The distorted reflections have a Hitchcock vibe to them.
She’s confined behind panes of glass for safety protocol and spends time honing her abilities which is pretty much her playing chess by herself and reading the minds of anyone and everyone who visits her. She has an uncanny perception that impresses even the scientists who’ve been with her for years. She also spends plenty of time on the floor huddled up against the walls, both sinister and lethargic. Ok, soooo Morgan doesn’t do a whole lot. But when she does have close encounters with other characters there’s a dark predatory nature to her calm, reserved and at times harmless looking facade. Her clothing alone conveys some of this: her soft and loosely fitting heather-gray hoodie makes her look vulnerable and times even childlike. There’s a distinct “hospital patient” feel to it that reinforces that we never forget that Morgan isn’t a who, but instead a what. Alone in her dislike for Morgan, Lee stubbornly insists on referring to her as an “it” or “specimen”. Tensions zip between the characters and leave us prickling with anxiety of what’s to come. Like a crocodile half submerged in the water hunting down its kill, we all know that before the movie is over Morgan is going to snap. It’s just a matter of when.

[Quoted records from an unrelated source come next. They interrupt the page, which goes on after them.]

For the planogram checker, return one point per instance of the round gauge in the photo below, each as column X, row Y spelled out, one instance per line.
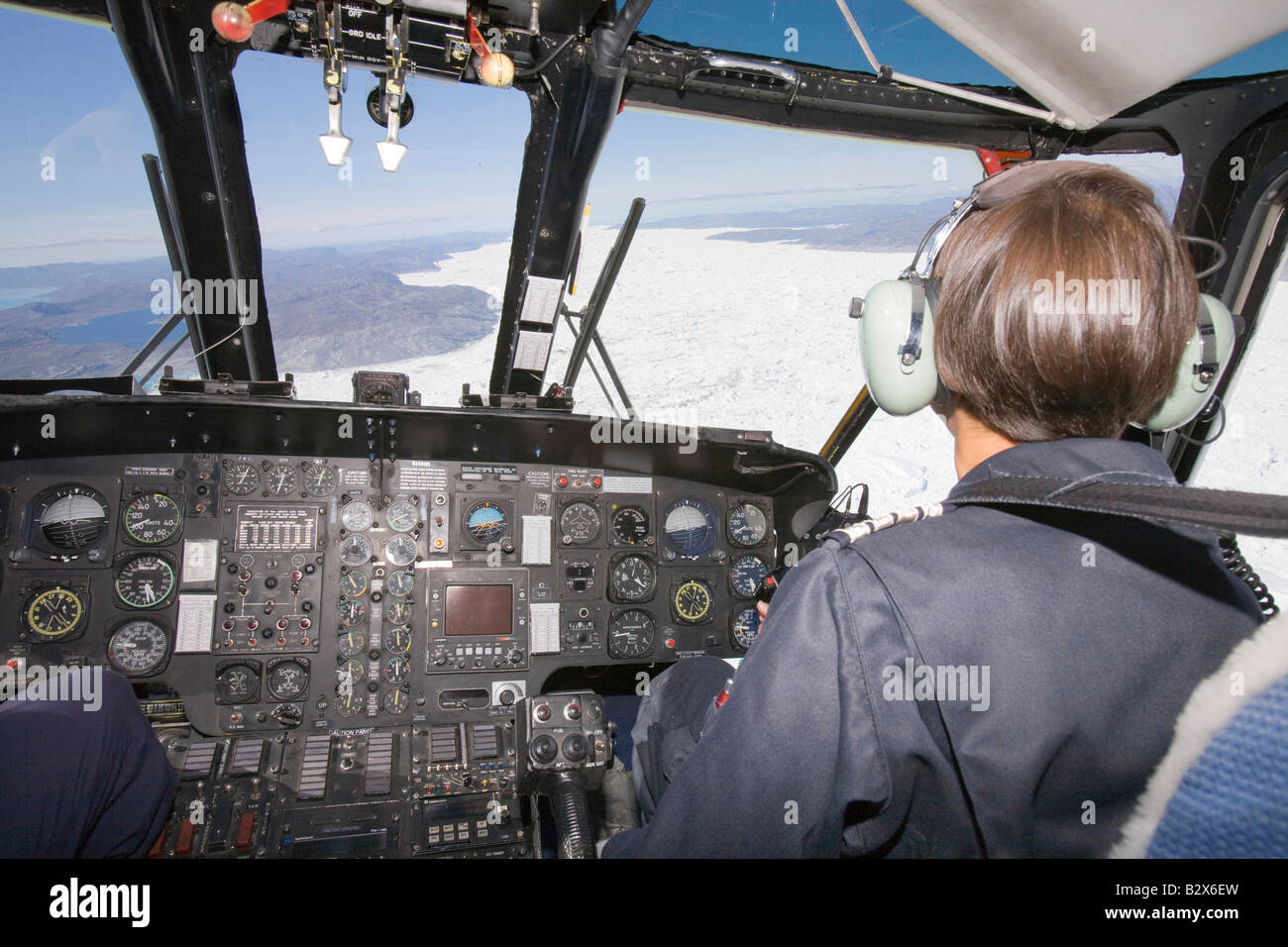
column 398, row 641
column 485, row 522
column 357, row 515
column 400, row 551
column 398, row 612
column 281, row 479
column 580, row 525
column 352, row 643
column 353, row 583
column 243, row 478
column 397, row 669
column 287, row 681
column 145, row 581
column 399, row 583
column 72, row 517
column 153, row 518
column 630, row 526
column 355, row 551
column 320, row 480
column 692, row 600
column 745, row 575
column 746, row 626
column 55, row 613
column 138, row 647
column 691, row 527
column 632, row 579
column 747, row 525
column 630, row 634
column 237, row 684
column 402, row 515
column 352, row 612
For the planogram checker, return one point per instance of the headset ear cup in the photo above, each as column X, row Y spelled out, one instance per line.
column 1197, row 381
column 897, row 388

Lethal teenagers who’ve been genetically tampered with have been along for quite a while. Saoirse Ronan played the titular role in the movie Hanna. Directed by Joe Wright and released in cinemas back in 2010, and in all ways Hanna is a thriller/chase movie that far exceeds the plot of Morgan. The pulse-pounding and electronic soundtrack from The Chemical Brothers is also absent here, instead Morgan is subdued and solemn for for much of its runtime.


As far as twisted creation tales go, Morgan could have been a far more potent science-fiction/thriller. Instead, the overarching goal of “Corporate” is never elaborated on. Except for that it’s shady business. Which is true for just about every typical sci-fi bad guy/antagonist. The scientists efforts to create the perfect superhuman fail. What else is new? Their ultimate  goal we find out, was to create a peaceful, refined and very intelligent new life form; one that would help us to become our best selves. From the opening video where we see Morgan lunge at Kathy across the table, digging out her eye it’s obvious how this is going to end. Hint: not pretty.

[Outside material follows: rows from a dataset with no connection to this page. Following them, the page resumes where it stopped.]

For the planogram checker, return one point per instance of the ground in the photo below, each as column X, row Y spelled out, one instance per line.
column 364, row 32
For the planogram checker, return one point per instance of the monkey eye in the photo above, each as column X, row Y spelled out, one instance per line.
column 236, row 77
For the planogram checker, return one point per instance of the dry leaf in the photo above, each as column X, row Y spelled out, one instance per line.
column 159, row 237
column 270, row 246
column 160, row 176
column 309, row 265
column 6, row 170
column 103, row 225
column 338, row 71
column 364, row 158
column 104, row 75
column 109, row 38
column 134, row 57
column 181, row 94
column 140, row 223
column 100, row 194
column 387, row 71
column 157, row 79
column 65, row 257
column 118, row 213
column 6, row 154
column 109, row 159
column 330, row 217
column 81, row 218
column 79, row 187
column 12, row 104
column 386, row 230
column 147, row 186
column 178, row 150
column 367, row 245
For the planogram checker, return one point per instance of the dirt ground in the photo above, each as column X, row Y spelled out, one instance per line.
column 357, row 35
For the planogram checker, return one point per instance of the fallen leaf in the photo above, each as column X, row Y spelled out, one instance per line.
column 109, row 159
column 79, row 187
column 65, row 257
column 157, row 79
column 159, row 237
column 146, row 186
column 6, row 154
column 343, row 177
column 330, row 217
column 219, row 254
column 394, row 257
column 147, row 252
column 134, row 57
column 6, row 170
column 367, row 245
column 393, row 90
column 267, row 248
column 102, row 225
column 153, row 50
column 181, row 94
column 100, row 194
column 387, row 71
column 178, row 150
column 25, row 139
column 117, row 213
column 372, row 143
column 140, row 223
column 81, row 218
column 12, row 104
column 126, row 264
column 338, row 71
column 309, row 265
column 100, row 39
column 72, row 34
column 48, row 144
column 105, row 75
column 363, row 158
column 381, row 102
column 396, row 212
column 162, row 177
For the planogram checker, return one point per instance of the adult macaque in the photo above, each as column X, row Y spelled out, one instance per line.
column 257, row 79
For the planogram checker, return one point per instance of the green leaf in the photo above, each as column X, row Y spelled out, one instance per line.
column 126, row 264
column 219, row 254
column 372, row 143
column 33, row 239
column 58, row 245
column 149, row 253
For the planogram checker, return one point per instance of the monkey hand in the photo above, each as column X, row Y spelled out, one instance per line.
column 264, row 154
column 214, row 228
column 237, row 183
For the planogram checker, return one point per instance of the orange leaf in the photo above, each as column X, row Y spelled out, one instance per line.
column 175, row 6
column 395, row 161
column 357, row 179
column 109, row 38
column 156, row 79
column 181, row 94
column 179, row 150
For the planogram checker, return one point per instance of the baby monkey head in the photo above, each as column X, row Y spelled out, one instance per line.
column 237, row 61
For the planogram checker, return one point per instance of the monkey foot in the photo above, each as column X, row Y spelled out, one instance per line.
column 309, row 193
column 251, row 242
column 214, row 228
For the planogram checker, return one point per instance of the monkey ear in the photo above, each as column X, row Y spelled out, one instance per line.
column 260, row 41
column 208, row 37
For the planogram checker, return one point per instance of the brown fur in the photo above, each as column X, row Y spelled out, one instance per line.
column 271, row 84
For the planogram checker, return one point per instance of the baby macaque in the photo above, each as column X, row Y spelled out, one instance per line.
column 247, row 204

Dr. Finch, Dr. Chen & Dr. Ziegler with their little bundle of joy in the opening montage.

There are lyrics in David Bowie’s song “Life on Mars” that really describe the type of movie Morgan is. That when the “girl with the mousy hair” goes to the movie theatre she sees that “the film is a saddening bore/ for she's lived it ten times or more”. Morgan is very much something we’ve seen ten times or more. It’s quite derivative. And the high body count and liberal bloodbaths at the tail end of the movie aren’t enough to redeem it. One of the best scenes in the film though is the startling twist ending. The extent of Lee’s stern and by-the-books mentality is finally revealed and while it’s not exactly unexpected but it is unsettling and eerie. If the rest of Morgan had that same atmosphere it would’ve been so much more shocking and scary. At its core, Morgan is a warning we’ve heard time and time again: be cautious of creation.


Maybe she's born with it....Maybe it's MAYBELLINE.